The story behind the Irish organic dairy company that's selling cheese to the French

Waterford-based co-op the Little Milk Company exports to 17 countries worldwide.

By Killian Woods Reporter, Fora

SELLING CHEESE TO the French may sound a little like exporting sand to the Middle East – but an Irish dairy co-op has proved it’s far from an impossible task.

The Little Milk Company, a Waterford-based outfit set up by a group of 10 organic farmers in 2008, started out as a plan to get producers a better return for their milk and escape the fluctuating prices.

However since 2012, the company has branched into cheese products – which it now exports to 17 countries, with Thailand the latest market added this week.

Conor Mulhall, who has been chief executive of the company since its launch, says the business has already had some notable successes – not least carving out a niche in the French cheese market.

“To be honest we wouldn’t have looked at France – only Bord Bia had a trade show coming up in the country and we thought should we give it a go,” he says.

“We went over there and got a super reaction to our products, and we learned that the French buy so much cheese per head of population that it’s actually natural market for us to be in.”

2014-05-07 09.33.31 Conor Mulhall (centre)
Source: The Little Milk Company

Get them young

Four years ago, the Little Milk Company ended its first fully fledged year in business with products in SuperValu and Tesco stores, while it also exported its first shipment to Germany.

However the overseas business has grown exponentially since 2013. While exports once accounted for only 5% of its trade, now the company ships 80% of its products outside Ireland.

The German market has been the backbone of this growth, says Mulhall, because consumers there buy into the “clean, green view of an outdoor Irish cow”.

But demographics are also coming into play in Europe’s largest economy – which in 2014 recorded the lowest birthrate of any major nation – leading to a boom in organic sales.

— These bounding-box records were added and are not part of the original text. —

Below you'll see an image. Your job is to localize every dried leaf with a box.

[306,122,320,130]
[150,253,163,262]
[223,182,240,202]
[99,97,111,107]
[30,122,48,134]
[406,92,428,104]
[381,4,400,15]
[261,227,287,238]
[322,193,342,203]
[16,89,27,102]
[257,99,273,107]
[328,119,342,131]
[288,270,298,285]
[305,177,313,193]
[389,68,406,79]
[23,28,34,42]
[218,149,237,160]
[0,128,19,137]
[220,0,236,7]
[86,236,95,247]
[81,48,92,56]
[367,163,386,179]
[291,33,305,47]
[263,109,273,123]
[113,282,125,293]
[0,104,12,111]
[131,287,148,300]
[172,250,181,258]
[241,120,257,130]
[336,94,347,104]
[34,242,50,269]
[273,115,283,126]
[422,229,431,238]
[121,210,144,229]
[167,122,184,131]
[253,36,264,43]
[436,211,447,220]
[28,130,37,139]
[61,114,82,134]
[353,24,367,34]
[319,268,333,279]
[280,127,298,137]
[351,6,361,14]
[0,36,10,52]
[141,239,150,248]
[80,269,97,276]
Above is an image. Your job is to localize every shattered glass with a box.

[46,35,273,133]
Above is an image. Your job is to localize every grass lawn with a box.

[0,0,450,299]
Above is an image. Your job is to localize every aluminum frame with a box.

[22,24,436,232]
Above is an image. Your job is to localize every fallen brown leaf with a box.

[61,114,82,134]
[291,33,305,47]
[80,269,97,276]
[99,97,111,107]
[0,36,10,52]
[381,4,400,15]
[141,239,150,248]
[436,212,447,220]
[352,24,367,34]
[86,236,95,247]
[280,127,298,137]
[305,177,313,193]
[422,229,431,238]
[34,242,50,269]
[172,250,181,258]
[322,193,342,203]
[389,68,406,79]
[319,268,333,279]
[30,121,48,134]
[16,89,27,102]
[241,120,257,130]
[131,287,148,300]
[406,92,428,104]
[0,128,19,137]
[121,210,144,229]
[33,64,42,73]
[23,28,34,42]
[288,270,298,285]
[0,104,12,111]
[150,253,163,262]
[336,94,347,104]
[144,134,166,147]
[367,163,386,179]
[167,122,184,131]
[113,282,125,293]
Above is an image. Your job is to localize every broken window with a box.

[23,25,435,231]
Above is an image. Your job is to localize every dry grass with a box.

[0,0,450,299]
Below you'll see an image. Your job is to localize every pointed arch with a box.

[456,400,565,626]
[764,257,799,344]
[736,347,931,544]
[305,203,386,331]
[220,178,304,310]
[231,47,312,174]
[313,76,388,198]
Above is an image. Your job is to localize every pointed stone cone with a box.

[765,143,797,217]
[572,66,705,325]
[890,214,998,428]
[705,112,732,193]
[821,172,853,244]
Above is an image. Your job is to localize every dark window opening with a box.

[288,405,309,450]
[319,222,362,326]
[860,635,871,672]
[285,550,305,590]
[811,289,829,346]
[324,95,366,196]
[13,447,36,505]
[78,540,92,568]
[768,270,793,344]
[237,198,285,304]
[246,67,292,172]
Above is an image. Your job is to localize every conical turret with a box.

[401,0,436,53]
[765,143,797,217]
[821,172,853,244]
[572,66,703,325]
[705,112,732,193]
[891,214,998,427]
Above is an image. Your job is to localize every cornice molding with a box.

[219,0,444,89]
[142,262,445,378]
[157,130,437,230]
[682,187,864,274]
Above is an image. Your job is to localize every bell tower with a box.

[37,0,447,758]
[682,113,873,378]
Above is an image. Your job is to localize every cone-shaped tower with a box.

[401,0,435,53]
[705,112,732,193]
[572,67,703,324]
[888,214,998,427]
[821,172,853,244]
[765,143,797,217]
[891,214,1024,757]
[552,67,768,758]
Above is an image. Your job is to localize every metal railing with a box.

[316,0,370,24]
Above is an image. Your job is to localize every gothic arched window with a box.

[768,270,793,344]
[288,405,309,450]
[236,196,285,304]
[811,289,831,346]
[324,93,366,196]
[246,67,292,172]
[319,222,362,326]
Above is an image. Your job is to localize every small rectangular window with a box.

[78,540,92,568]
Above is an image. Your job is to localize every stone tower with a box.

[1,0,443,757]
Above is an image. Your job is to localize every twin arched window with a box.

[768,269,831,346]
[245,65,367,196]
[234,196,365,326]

“The Germans never get past the first child so nothing is too good for their kids, and the easiest person to sell organic food to is a mother for her children,” Mulhall says.

Brewers Gold by The Little Milk Company FIXED LABEL Brewer's Gold cheese
Source: The Little Milk Company

Growing at home

The organic trend is also starting to take off in Irish shores – albeit from a much lower base. According to figures from Kantar Worldpanel Ireland, organic grocery sales in supermarkets jumped by nearly 24% last year to €142 million.

Mulhall says he believes the organic push from local consumers probably comes from people having more disposable income now after the pain of the recession but also as a reaction to events like the 2013 horse-meat scandal.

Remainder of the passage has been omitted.